Escrever para milhões de telespectadores nunca será uma tarefa fácil, porque não sabemos o tipo de gente que está nos lendo ou assistindo e como a mensagem será interpretada. O Jornal Nacional, portanto, deveria tomar mais cuidado com as reportagens sobre o caso envolvendo o ataque terrorista ao Porta dos Fundos.

Todas as matérias exibidas até aqui fazem questão de dizer que “grupos cristãos” ficaram revoltados com o especial de Natal exibido na Netflix, sem apresentar contra-argumentos e até mesmo normalizando a postura agressiva e criminosa dos que atacam a produtora.

Na internet, inclusive, a maioria dos comentários sobre o caso aplaudia e exaltava o crescimento do extremismo no Brasil – uma postura bem distante do cristianismo, aliás. São desalmados que também deveriam ser investigados e merecem destaque e repúdio semelhante no principal telejornal do país.

Nesta quarta-feira (9), o episódio chegou ao ponto mais irracional com a decisão inconstitucional de um desembargador proibindo a exibição do programa. O JN, conhecido historicamente por defender a liberdade de expressão, calou-se e apresentou como único contraponto um trecho da nota divulgada pelo presidente da OAB, Felipe Santa Cruz.

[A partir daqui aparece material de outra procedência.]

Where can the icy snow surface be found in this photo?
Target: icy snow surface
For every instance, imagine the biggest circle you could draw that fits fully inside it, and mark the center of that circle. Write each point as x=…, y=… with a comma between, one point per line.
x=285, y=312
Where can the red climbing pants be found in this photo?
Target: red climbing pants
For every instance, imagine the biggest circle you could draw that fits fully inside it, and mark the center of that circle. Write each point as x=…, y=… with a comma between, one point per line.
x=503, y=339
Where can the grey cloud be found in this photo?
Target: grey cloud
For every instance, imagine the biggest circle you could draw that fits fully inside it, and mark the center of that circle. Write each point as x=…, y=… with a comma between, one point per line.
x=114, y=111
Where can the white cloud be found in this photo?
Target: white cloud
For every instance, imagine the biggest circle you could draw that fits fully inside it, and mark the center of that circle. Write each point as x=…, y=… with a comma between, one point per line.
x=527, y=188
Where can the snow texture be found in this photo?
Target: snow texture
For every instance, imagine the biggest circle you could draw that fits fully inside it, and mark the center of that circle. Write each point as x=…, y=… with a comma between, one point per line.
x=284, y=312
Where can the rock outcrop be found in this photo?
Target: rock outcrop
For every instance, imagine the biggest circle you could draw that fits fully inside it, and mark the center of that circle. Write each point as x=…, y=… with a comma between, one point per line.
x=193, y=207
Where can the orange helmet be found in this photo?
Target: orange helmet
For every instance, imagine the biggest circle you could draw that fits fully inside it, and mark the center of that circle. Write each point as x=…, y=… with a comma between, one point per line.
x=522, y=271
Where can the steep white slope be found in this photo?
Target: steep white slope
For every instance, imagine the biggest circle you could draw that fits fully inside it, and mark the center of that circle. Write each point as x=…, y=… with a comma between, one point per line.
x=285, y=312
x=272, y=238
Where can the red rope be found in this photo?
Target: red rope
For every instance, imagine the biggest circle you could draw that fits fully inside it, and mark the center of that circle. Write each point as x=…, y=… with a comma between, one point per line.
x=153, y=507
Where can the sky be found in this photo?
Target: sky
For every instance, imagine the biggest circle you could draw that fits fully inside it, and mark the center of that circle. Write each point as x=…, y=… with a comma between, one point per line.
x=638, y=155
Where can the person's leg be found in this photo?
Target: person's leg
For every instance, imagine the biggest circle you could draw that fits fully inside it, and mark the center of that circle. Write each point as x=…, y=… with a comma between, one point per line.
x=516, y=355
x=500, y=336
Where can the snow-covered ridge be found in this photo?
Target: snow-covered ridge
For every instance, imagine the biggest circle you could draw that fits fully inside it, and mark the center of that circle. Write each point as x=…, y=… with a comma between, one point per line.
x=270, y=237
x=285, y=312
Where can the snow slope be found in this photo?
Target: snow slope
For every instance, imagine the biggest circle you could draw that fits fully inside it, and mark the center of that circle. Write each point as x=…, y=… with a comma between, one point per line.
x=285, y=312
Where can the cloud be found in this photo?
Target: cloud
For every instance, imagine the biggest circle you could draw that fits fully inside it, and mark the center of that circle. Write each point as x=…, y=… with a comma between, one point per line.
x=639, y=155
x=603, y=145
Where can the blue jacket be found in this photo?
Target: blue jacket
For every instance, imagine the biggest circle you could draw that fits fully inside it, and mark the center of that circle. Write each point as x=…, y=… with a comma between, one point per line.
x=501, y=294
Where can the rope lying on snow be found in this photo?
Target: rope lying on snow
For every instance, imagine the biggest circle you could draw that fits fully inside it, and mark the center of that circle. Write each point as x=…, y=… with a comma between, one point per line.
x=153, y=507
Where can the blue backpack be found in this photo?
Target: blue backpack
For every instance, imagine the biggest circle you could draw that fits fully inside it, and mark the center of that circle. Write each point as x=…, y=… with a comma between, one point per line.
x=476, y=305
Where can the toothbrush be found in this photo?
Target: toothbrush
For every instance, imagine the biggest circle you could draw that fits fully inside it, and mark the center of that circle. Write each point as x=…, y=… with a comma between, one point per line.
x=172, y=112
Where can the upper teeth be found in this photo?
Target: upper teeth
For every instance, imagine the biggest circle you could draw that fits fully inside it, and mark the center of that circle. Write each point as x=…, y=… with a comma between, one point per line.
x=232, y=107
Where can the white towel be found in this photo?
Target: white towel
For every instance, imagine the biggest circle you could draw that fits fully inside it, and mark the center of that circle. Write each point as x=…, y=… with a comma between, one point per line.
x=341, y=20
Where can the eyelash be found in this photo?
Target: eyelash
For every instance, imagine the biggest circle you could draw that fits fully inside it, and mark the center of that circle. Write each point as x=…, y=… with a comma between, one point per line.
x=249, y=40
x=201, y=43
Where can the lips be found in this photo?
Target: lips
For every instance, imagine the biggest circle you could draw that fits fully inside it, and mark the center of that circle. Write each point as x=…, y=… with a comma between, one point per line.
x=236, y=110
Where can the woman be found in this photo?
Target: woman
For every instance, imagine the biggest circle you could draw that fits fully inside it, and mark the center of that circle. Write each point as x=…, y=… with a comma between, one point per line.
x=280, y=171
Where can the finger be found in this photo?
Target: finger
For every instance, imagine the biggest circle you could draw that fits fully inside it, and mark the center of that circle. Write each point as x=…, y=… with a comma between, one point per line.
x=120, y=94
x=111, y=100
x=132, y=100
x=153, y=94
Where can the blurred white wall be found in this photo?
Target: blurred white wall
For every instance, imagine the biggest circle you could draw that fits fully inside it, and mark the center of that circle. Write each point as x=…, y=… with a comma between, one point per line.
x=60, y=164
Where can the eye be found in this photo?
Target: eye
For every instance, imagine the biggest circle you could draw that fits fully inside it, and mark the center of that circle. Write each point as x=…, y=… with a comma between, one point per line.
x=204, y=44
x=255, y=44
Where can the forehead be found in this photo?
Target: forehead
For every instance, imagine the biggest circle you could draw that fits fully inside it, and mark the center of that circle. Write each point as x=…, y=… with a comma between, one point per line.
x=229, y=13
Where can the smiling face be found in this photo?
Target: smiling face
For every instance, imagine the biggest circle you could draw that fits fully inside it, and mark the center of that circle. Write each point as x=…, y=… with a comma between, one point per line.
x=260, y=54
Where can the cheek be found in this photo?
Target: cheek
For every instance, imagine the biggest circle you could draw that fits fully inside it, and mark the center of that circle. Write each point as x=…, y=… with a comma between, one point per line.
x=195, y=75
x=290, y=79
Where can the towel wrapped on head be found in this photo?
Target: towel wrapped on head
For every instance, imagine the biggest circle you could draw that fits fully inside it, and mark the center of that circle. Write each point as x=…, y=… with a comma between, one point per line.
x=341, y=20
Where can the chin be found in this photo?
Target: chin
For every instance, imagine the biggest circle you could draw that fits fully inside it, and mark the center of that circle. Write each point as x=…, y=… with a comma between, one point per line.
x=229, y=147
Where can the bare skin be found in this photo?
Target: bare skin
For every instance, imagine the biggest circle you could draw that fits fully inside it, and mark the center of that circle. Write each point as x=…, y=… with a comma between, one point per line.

Nas reportagens do Jornal Nacional, também há ênfase ao fato de o roteiro apresentar Jesus Cristo em uma experiência homossexual após 40 dias no deserto. O mesmo programa apresenta um Deus “garanhão” em uma experiência carnal (e heterossexual) com Maria.

Lembremos, ainda, que o especial do Porta dos Fundos de 2018 trouxe Jesus como um ser escroto. Não houve polêmica ou censura. E muito menos manchete no JN. Isso é bem representativo sobre o Brasil de hoje.